In 1996, Willie attended spring training with the Oakland Athletics, but was optioned to the minors on March 18, before the start of the regular season. On June 11, Willie made his major league debut against the Cleveland Indians and pitched six innings, giving-up four earned runs while earning a no-decision. On August 10, while pitching against the Cleveland Indians, Adams got his first win. During that game, Willie's father was in attendance. With the Athletics in 1996, Willie went 3–4 with a 4.01 ERA, one complete games, one shutout and 68 strikeouts in 12 games, all starts. That year, Willie also pitched in the minor leagues with the Triple-A Edmonton Trappers and went 10–4 with a 3.78 ERA, three complete games, one shutout and 80 strikeouts in 19 games, all starts. During the off-season, it was speculated by Baseball Digest that Willie would be in the Athletics' starting rotation in 1997.

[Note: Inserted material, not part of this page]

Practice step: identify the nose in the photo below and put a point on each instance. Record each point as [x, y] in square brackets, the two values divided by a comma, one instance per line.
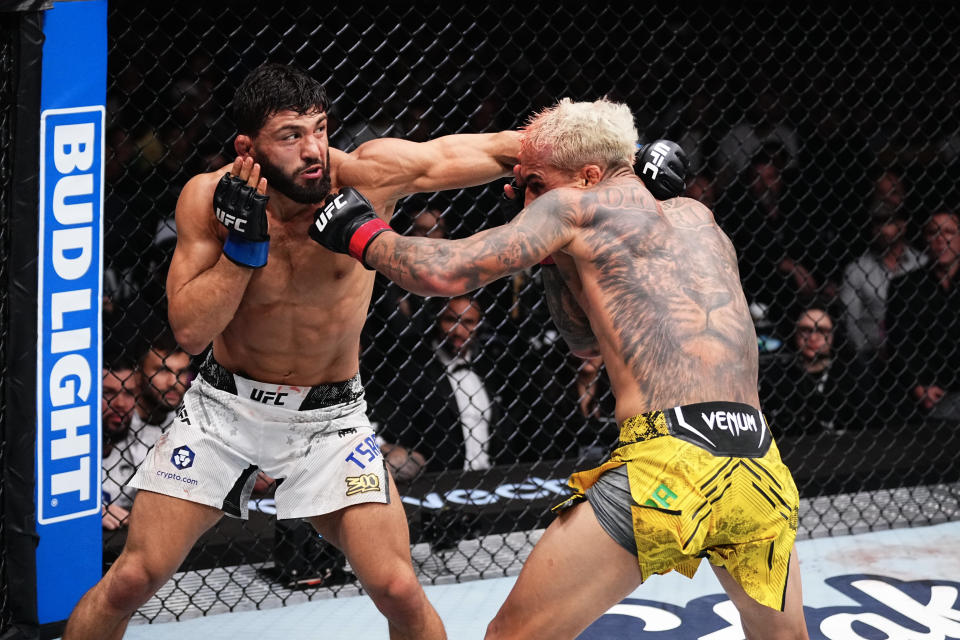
[310, 148]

Willie started the 1997 season with the Athletics. However, in mid-May, Willie was sent down to the minor leagues. Adams made his return to the majors in August for two games, but would never appear in a major league game after August 14, 1997. During his time in the minors that season, Adams went 5–4 with a 6.45 ERA and 58 strikeouts in 13 games, 12 starts. In the majors, Willie went 3–5 with an 8.18 ERA and 37 strikeouts in 13 games, 12 starts. In 1998, Willie continued playing in the Athletics minor league organization. He split the season between the rookie-level Arizona League Athletics and the Triple-A Edmonton Trappers. Adams pitched just four combined games that season, going 0–1 with a 7.36 ERA and four strikeouts.

===Boston Red Sox===
In 1999, Willie joined the Boston Red Sox organization. He started the regular season with the Class-A Advanced Sarasota Red Sox. With Sarasota, Willie went 1–1 with a 1.98 ERA and six strikeouts in two games, both starts. He was then promoted to the Double-A Trenton Thunder where he went 1–1 with a 4.63 ERA and six strikeouts in two games, both starts. Willie received his final promotion to the Triple-A Pawtucket Red Sox. At Pawtucket, Willie went 4–5 with a 5.15 ERA, one complete game, one shutout and 37 strikeouts in 11 games, all starts. Willie suffered injuries throughout the season. On the season, combined between the three teams, Adam's record was 6–7 with a 4.60 ERA in 15 games, all starts. During his final professional season, 2000, Willie played for the Triple-A Pawtucket Red Sox. He suffered right shoulder inflammation early in the season and was placed on the disabled list on May 22. Pitcher Hipólito Pichardo replaced Willie on the Pawtucket roster. Willie finished the season with a record of 0–2 with a 5.47 ERA, four saves and 21 strikeouts in 20 relief appearances.